Utilité et choix d'une langue auxiliaire internationale

Rapport présenté, au nom de la Commission de l'enseignement commercial,
par M. André Baudet, adopté et converti en délibération
par la Chambre de Commerce de Paris dans sa séance du 9 février 1921
.

     La Chambre de Commerce de Paris ayant été saisie d'une demande du Groupe espérantiste de Paris tendant à obtenir l'appui de notre Compagnie en faveur de la propagation de l'Espéranto, notamment par l'enseignement de cette langue, dans nos écoles commerciales, votre Bureau a prié la Commission de l'enseignement d'étudier cette question, et c'est le résumé, en même temps que la conclusion de ses travaux, que le présent rapport a pour but de vous présenter.

     Utilité et conditions d'une langue internationale. — Une question préalable se posait tout d'abord : est-il utile d'encourager le principe d'une langue internationale ?

     La réponse affirmative n'a pas paru douteuse à votre Commission.. Les transactions commerciales, les discussions d'ordre économique dans les congrès internationaux, les tractations relatives aux traités de commerce et aux conventions douanières ne sauraient que gagner à l'adoption, par tous les peuples, d'un langage unifié.

     Le principe de l'utilité étant ainsi établi, il restait à rechercher les conditions que doit remplir une telle langue pour parer à tous les risques d'insuccès qu'une initiative de cette importance peut rencontrer.

     Ces conditions nous ont paru pouvoir se mouvoir en deux points principaux :

     1° Il est d'abord indispensable que cette langue ne soit pas instituée au détriment de la langue française à laquelle nous sommes profondément attachés en raison des beautés que le génie de nos écrivains ont su rendre immortelles.

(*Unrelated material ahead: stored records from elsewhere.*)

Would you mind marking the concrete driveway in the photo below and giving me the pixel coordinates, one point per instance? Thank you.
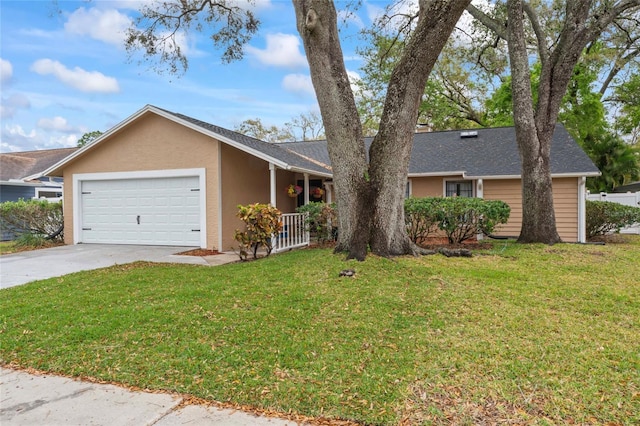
(21, 268)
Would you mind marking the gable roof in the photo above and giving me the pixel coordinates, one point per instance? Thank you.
(28, 165)
(272, 153)
(630, 187)
(490, 153)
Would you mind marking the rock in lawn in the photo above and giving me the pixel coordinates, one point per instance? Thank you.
(347, 273)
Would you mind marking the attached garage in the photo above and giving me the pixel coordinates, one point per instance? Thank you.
(147, 208)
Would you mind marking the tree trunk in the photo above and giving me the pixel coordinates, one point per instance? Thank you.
(370, 196)
(538, 214)
(317, 25)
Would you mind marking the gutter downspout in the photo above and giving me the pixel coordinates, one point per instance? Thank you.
(272, 184)
(582, 206)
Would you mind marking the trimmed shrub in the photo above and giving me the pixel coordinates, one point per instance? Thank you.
(422, 217)
(38, 218)
(461, 218)
(321, 220)
(605, 217)
(464, 218)
(262, 223)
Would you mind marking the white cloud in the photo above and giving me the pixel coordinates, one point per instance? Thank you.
(349, 17)
(107, 25)
(85, 81)
(58, 124)
(15, 138)
(10, 105)
(298, 83)
(282, 50)
(6, 71)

     Cette condition primordiale entraîne une conséquence immédiate : ardents défenseurs de notre langue maternelle, nous devons être respectueux de celles des autres peuples, riches aussi en chefs-d'œuvre littéraires.

     Il en résulte que la langue universelle ne doit pas être une langue nationale.

     Le choix de l'une quelconque d'entre elles entraînerait une opposition très vive des autres nations, et tout esprit impartial se rend compte de l'impossibilité absolue d'entrer dans cette voie.

     La conclusion qui s'impose est que la langue universelle ne peut être qu'artificielle. Il est remarquable de constater que Descartes, en 1629, en avait déjà posé le principe.

     Cette langue doit être considérée comme un outil, comme un « code » servant d'interprète entre les peuples. Et, pour cette raison, votre Commission attache beaucoup de prix à la dénomination d' « auxiliaire » dont elle désire toujours voir qualifier la langue internationale, les langues nationales devant demeurer absolument intangibles.

     2° Cette langue auxiliaire doit être claire, facile et assez riche en expressions pour traduire toutes les nuances de la pensée humaine.

     La langue Espéranto. — La langue artificielle appelée « Espéranto » répond-elle à cette seconde catégorie de conditions ? Voilà ce qu'il était impossible d'avancer sans pénétrer résolument dans une étude très approfondie de cette langue. Et c'est de cette étude que votre Commission a chargé une Sous-Commission composée de cinq de ses membres. Ceux-ci n'ont pas hésité à s'imposer la lecture de nombreux documents susceptibles de les éclairer sur la valeur de l'Espéranto et en particulier à en apprendre la grammaire. Il est juste de dire que celle-ci est tellement simple que la lecture attentive d'un petit volume permet d'en posséder parfaitement toutes les règles en quelques heures.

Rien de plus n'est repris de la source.